Aboriginal art : le cycle des chants Tingari par Tony Tjakamarra

© Tony Tjakamarra, with courtesy of Papunya Tula Artists.© Collection privée Brocard-Estrangin


Retour à l'art aborigène après ce périple au Niger, pour vous présenter une oeuvre magnifique de la communauté de Papunya. L'artiste Tony Tjakamarra y représente le Rêve de l'Eau, dans les territoires Australiens tout autour du lac Mackay.
Il y a fort longtemps, à l'époque mythologique des Rêves, les hommes nomades Tingari entamèrent un long voyage au sud du site de Wilkinkarra. Ils étaient accompagnés par des novices, entonnant les cycles des chants tout au long de l'itinéraire, sur des milliers de kilomètres. La mélopée résonnait d'un bout à l'autre du pays traversant jusqu'à 80 langues différentes, aussi bien chantée par les femmes que par les hommes. Mais ces sonorités restaient reconnaissables par tous, comme appartenant à une mémoire partagée.
Certains évoquent aujourd'hui les capacités télépathiques du peuple aborigène, d'autres les codifications infiniment subtiles de ces intellectuels du désert pour expliquer cette continuité musicale.

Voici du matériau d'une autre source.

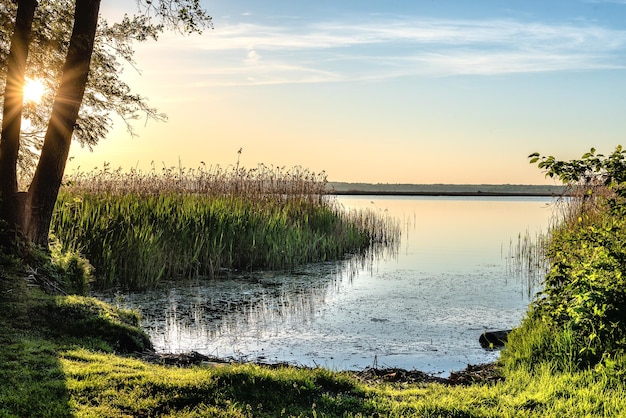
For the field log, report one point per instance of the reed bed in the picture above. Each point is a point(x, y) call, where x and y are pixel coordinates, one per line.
point(136, 228)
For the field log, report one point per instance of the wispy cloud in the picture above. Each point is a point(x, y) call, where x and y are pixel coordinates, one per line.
point(335, 51)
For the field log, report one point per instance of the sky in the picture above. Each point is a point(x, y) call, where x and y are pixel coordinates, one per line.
point(422, 91)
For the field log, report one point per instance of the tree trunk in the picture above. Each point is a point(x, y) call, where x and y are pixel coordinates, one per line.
point(11, 207)
point(44, 188)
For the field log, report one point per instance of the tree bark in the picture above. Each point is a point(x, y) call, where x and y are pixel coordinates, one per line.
point(11, 207)
point(44, 188)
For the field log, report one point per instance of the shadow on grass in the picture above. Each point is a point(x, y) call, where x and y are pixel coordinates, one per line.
point(33, 382)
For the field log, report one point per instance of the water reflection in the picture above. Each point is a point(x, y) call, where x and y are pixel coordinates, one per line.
point(422, 308)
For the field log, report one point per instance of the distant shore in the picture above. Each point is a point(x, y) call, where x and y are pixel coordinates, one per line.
point(460, 190)
point(440, 193)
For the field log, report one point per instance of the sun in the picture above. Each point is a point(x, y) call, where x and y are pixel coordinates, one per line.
point(33, 90)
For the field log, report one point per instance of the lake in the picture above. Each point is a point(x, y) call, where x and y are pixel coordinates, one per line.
point(421, 306)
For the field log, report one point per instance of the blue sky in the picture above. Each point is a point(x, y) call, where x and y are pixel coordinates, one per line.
point(383, 91)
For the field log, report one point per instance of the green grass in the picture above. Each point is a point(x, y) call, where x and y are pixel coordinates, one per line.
point(136, 230)
point(49, 367)
point(63, 356)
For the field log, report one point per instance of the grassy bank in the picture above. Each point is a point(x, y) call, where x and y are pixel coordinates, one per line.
point(63, 356)
point(136, 228)
point(50, 368)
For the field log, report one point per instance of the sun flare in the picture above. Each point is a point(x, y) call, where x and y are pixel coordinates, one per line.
point(33, 90)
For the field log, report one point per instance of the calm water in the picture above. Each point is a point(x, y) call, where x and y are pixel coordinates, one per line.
point(422, 307)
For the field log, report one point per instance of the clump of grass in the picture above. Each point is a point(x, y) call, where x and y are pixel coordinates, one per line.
point(136, 228)
point(527, 259)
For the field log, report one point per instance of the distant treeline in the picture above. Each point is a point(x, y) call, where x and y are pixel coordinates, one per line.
point(342, 188)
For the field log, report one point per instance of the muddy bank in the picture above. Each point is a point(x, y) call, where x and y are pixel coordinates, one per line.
point(472, 374)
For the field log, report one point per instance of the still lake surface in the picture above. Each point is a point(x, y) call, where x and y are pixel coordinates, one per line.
point(422, 306)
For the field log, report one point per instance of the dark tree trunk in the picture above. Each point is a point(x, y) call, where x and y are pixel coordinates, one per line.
point(44, 188)
point(12, 205)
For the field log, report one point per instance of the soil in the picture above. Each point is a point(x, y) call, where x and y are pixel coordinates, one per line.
point(481, 373)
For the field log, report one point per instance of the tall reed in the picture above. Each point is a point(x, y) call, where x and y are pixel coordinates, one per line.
point(136, 228)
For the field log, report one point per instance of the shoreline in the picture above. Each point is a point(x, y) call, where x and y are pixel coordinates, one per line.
point(442, 193)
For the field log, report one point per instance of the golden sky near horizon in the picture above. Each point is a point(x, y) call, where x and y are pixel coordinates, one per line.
point(378, 92)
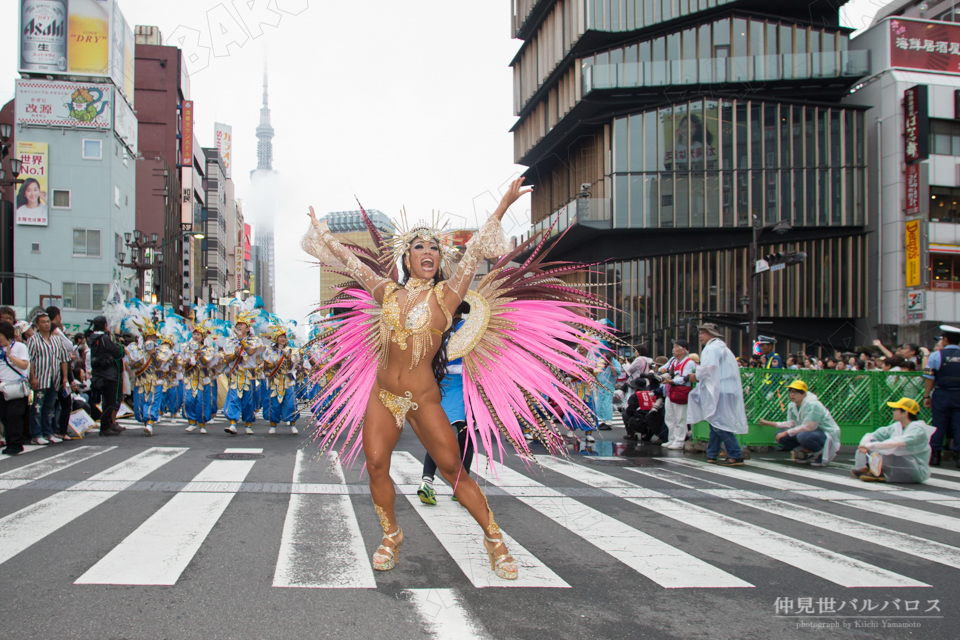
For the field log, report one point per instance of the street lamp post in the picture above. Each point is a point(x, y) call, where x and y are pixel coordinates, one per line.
point(15, 167)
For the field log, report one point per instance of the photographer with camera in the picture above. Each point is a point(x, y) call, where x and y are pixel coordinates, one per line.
point(106, 363)
point(675, 375)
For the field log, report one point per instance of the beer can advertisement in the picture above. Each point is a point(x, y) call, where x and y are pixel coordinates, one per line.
point(74, 37)
point(31, 206)
point(64, 104)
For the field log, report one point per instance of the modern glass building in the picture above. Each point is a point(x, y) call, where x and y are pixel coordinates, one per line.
point(658, 132)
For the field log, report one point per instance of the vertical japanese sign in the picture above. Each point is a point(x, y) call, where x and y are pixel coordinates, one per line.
point(186, 143)
point(917, 253)
point(32, 194)
point(916, 124)
point(913, 189)
point(223, 136)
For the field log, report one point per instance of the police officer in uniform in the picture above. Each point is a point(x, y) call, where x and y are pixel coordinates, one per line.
point(942, 393)
point(769, 359)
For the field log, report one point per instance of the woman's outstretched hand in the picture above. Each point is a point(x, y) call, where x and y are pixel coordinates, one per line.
point(514, 191)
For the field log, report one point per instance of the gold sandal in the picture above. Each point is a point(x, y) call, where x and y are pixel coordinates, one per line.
point(497, 561)
point(394, 553)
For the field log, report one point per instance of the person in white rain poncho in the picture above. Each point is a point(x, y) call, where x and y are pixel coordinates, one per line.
point(810, 432)
point(898, 452)
point(718, 397)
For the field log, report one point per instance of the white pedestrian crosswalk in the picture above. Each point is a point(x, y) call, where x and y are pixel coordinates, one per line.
point(717, 525)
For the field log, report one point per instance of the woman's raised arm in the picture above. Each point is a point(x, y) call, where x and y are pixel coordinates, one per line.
point(321, 244)
point(488, 242)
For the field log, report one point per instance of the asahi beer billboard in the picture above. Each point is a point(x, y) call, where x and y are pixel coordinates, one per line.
point(77, 38)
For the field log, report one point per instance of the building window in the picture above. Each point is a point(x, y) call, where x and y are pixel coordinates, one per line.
point(944, 204)
point(86, 242)
point(92, 150)
point(945, 137)
point(83, 296)
point(61, 199)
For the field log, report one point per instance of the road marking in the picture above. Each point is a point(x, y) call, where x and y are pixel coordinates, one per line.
point(905, 543)
point(462, 537)
point(662, 563)
point(836, 568)
point(30, 525)
point(444, 616)
point(158, 551)
point(836, 497)
point(321, 546)
point(48, 466)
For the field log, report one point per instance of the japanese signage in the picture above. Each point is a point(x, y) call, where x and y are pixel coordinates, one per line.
point(223, 135)
point(64, 104)
point(186, 143)
point(77, 38)
point(931, 46)
point(913, 189)
point(125, 125)
point(32, 195)
point(916, 124)
point(915, 237)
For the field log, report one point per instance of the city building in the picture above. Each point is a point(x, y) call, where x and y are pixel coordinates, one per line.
point(913, 133)
point(660, 134)
point(349, 227)
point(263, 178)
point(75, 134)
point(165, 183)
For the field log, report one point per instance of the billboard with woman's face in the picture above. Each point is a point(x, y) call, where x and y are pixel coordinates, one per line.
point(31, 206)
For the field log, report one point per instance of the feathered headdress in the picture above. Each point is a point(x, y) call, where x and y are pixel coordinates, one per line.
point(397, 243)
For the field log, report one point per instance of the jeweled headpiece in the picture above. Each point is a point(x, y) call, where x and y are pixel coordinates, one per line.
point(398, 241)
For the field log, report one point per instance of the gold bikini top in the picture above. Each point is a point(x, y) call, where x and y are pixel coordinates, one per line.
point(417, 324)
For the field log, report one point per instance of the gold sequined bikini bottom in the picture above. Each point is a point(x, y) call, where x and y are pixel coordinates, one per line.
point(398, 405)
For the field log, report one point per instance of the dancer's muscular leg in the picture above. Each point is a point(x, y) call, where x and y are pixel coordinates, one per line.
point(380, 436)
point(433, 428)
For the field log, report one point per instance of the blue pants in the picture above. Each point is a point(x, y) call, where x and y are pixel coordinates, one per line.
point(41, 412)
point(146, 407)
point(727, 438)
point(241, 408)
point(282, 409)
point(173, 398)
point(945, 405)
point(812, 441)
point(196, 407)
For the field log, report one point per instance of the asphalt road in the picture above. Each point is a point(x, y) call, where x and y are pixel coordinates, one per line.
point(136, 537)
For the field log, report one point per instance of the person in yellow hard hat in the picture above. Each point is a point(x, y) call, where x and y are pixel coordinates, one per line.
point(810, 432)
point(903, 448)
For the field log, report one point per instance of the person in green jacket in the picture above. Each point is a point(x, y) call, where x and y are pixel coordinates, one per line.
point(903, 448)
point(810, 431)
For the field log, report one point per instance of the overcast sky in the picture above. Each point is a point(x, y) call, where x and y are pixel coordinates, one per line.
point(401, 104)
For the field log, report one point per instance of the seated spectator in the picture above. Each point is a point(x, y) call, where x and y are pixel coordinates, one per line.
point(809, 427)
point(899, 452)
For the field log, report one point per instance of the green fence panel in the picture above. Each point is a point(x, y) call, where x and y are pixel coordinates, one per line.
point(856, 399)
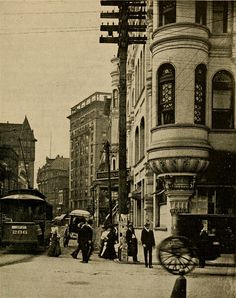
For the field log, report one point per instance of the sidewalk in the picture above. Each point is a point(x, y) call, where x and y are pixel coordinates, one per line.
point(225, 260)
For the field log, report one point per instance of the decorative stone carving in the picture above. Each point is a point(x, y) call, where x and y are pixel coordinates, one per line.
point(179, 165)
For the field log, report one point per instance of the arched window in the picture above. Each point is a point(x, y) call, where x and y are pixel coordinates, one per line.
point(223, 97)
point(167, 12)
point(166, 98)
point(200, 94)
point(201, 12)
point(142, 138)
point(115, 98)
point(136, 145)
point(141, 72)
point(133, 102)
point(220, 17)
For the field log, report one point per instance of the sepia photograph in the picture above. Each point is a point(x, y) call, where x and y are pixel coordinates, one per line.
point(117, 149)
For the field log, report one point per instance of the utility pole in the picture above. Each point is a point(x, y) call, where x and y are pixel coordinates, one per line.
point(107, 152)
point(131, 16)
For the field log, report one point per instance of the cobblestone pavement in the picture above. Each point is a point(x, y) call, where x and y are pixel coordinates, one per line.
point(33, 276)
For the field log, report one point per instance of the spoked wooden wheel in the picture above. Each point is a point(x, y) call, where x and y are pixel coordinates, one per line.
point(176, 255)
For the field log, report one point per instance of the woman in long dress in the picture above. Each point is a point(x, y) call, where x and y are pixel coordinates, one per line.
point(109, 245)
point(54, 247)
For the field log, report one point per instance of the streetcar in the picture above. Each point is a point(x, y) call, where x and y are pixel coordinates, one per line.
point(75, 217)
point(25, 219)
point(180, 253)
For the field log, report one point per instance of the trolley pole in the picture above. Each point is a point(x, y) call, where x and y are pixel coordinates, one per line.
point(129, 11)
point(107, 152)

A la fin du voyage les hommes organisèrent des cérémonies sur le site de Ngutjun, honorant les lieux, formant les plus jeunes.
Le cycle Tingari, transmis de générations en générations, garde toujours une grande partie de ses mystères pour les occidentaux profanes. Et il suscite des questions.

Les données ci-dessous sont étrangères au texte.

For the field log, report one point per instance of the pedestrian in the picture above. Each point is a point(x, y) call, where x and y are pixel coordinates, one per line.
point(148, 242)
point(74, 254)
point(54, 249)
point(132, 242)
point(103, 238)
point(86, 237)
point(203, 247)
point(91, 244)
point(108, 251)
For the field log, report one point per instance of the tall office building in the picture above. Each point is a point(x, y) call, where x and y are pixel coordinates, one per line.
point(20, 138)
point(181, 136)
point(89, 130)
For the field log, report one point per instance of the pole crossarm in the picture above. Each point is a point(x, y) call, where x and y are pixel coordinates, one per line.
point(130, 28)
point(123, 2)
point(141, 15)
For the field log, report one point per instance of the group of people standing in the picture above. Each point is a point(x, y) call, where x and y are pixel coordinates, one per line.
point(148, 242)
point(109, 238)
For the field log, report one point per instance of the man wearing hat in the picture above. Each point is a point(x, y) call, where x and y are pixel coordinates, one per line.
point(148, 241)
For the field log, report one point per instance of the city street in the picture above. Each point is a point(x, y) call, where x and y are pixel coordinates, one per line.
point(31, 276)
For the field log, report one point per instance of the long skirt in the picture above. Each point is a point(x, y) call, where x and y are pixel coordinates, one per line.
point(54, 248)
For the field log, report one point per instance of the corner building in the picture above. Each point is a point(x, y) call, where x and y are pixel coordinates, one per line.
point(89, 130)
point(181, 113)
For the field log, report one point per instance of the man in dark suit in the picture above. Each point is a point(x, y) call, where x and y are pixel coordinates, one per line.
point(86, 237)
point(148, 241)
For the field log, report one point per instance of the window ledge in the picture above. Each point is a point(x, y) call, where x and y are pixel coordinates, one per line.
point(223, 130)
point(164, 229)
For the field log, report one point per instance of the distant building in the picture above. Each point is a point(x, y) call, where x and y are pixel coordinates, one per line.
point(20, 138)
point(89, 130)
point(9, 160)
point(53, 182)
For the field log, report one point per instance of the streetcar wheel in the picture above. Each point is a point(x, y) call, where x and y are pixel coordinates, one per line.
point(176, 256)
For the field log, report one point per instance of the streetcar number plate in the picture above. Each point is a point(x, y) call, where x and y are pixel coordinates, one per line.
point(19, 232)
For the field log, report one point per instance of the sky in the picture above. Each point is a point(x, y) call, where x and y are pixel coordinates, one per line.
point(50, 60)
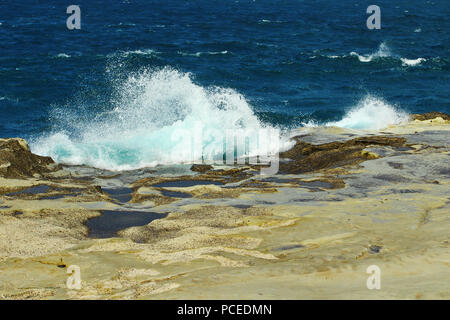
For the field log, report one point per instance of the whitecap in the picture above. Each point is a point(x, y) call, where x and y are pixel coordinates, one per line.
point(156, 115)
point(412, 62)
point(371, 113)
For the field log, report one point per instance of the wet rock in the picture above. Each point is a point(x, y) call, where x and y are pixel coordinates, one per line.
point(17, 161)
point(430, 116)
point(308, 157)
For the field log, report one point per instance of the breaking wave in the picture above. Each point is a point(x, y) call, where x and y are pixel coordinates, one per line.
point(154, 113)
point(371, 113)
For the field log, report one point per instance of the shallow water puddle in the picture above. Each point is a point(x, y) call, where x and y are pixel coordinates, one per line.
point(110, 222)
point(122, 195)
point(32, 190)
point(175, 194)
point(185, 183)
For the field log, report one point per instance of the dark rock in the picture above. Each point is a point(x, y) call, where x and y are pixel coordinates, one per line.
point(202, 168)
point(17, 161)
point(308, 157)
point(430, 116)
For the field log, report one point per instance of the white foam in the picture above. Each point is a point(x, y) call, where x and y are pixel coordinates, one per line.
point(412, 62)
point(62, 55)
point(154, 112)
point(198, 54)
point(383, 51)
point(371, 113)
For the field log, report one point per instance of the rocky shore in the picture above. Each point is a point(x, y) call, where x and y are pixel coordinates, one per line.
point(343, 200)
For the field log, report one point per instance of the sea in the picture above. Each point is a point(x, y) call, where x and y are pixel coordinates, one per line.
point(124, 89)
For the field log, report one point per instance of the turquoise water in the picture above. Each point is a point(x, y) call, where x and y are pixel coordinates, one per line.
point(121, 92)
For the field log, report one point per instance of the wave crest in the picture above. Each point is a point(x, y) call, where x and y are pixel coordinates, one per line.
point(152, 112)
point(371, 113)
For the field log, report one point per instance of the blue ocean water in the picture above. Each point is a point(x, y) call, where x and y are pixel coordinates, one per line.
point(111, 93)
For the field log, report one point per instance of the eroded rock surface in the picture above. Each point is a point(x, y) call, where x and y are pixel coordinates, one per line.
point(343, 200)
point(17, 161)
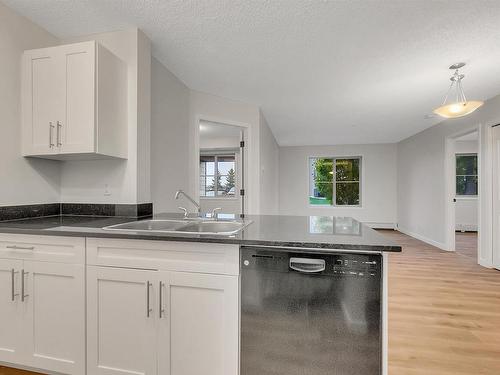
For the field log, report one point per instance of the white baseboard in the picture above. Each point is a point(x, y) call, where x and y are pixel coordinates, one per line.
point(466, 227)
point(377, 225)
point(429, 241)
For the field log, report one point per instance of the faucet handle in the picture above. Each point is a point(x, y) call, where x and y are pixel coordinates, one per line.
point(214, 212)
point(185, 211)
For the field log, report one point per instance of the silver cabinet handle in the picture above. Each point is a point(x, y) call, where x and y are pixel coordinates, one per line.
point(15, 247)
point(161, 309)
point(23, 274)
point(13, 281)
point(307, 265)
point(59, 129)
point(51, 130)
point(148, 297)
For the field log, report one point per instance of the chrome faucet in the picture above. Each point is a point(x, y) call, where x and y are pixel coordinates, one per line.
point(196, 204)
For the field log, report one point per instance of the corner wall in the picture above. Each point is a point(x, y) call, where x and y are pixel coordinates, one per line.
point(170, 150)
point(23, 180)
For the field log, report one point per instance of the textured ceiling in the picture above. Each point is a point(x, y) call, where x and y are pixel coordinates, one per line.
point(323, 72)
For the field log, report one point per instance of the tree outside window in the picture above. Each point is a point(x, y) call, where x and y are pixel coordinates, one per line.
point(466, 174)
point(217, 176)
point(335, 181)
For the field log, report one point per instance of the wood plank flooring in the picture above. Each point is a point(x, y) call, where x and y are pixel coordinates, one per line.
point(444, 311)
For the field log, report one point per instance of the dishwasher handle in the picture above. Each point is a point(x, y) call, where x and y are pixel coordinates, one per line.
point(307, 265)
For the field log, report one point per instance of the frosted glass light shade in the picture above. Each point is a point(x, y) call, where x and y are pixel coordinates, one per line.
point(455, 110)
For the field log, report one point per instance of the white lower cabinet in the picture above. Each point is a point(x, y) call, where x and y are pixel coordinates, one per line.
point(121, 321)
point(11, 313)
point(170, 323)
point(42, 305)
point(55, 316)
point(198, 328)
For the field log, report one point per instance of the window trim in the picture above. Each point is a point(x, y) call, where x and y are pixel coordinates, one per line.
point(216, 154)
point(462, 196)
point(334, 181)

Autant nous avons chez nous, livres, revues, documents qui véhiculent notre savoir éphémère. Autant ils n'ont rien ou pas grand chose, si ce n'est cette culture orale, cette pensée élaborée, avec patience, dans le rythme, la pédagogie de la marche et des chants, éternellement répétés sur des milliers d'années. Sans l'écriture Platon ne serait plus. Avec l'écriture nous avons peut-être tout oublié.

La photo de cette oeuvre de Tony Tjakamarra est présentée sur le blog avec la ‘Courtesy of Papunya Tula Artists Pty Ltd’.

dimanche 11 mars 2007

NIGER : le corbeau et le chameau

Nous sommes un matin. Les chameaux sont posés sur le sol, harnachés des sacs et victuailles. Nos colis bien supérieurs, jours après jours au 12 kg recommandés, alourdis par les cailloux collectés, suscitent des mouvements de rébellion des bêtes. Trop lourd, trop anguleux, au parfum différent... ils grognent.

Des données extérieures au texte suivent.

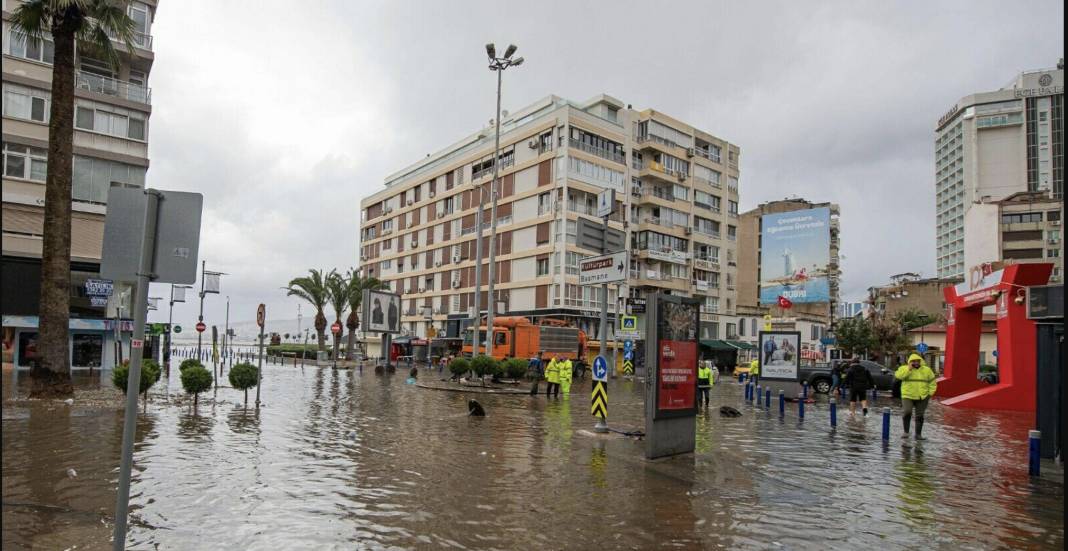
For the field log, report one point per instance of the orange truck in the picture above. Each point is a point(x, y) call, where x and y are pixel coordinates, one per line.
point(515, 336)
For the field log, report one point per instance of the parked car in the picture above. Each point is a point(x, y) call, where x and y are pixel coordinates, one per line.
point(819, 376)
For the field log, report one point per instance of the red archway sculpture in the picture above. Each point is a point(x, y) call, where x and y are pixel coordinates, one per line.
point(1015, 390)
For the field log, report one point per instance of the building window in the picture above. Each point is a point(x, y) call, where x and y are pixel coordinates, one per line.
point(33, 49)
point(26, 162)
point(26, 103)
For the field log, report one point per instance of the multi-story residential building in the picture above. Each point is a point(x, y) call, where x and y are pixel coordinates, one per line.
point(992, 144)
point(1022, 227)
point(677, 203)
point(910, 292)
point(812, 318)
point(112, 107)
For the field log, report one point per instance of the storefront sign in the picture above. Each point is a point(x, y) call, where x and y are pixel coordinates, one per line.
point(95, 287)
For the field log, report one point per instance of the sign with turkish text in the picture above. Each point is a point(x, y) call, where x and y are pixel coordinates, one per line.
point(607, 268)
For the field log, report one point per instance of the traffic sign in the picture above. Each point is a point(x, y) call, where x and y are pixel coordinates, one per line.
point(600, 368)
point(599, 406)
point(606, 268)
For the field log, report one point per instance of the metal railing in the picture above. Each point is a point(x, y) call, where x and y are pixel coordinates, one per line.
point(113, 88)
point(599, 152)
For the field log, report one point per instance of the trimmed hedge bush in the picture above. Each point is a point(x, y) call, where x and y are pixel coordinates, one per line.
point(195, 379)
point(150, 375)
point(244, 377)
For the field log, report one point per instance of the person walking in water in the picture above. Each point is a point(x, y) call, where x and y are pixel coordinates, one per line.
point(704, 382)
point(919, 383)
point(860, 381)
point(552, 377)
point(565, 377)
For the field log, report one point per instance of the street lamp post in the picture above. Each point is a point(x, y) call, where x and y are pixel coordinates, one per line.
point(496, 64)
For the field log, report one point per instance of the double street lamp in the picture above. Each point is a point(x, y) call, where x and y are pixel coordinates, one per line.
point(497, 64)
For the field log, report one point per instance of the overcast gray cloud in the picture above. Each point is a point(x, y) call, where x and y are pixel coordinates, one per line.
point(285, 115)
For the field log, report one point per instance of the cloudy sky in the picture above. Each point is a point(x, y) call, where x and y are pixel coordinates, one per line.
point(285, 114)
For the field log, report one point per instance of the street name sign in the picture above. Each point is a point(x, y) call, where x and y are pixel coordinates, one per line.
point(607, 268)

La pierre est ocre, à l'image de la planète Mars. Des acacias élancés, aux branches et troncs "rouge Hermés" étonnent. J'y passe la main caressant l'écorce duveteuse. Celle-ci se couvre d'une poussière carminée persistante. Me voilà "peau rouge". J'apprends que les Touarges font de même. Ils frottent les peaux nouvellement tannées pour les débarrasser des parasistes et leur donner cette teinte magnifique. Généreux le vêtement dépose ensuite sa couleur sur les épaules des coquettes et enchante le regard des hommes.

Dans cet oued, seul refuge pour le sable, alors que tout autour la pierre fait loi, les chameaux enfin se relèvent, libres de leur mouvement, pour grapiller quelques feuilles hautes perchées.
Volant de branches en branches, un corbeau se pose soudain sur la bosse de l'un deux. Le corbeau et le chameau. L'instant est étrange. Il nous regarde. Dans ses yeux nous avons l'impression de rencontrer le grand La Fontaine. Le corbeau se nourrit des insectes cachés dans la fourrure. D'une tique à l'autre, la fable prend corps.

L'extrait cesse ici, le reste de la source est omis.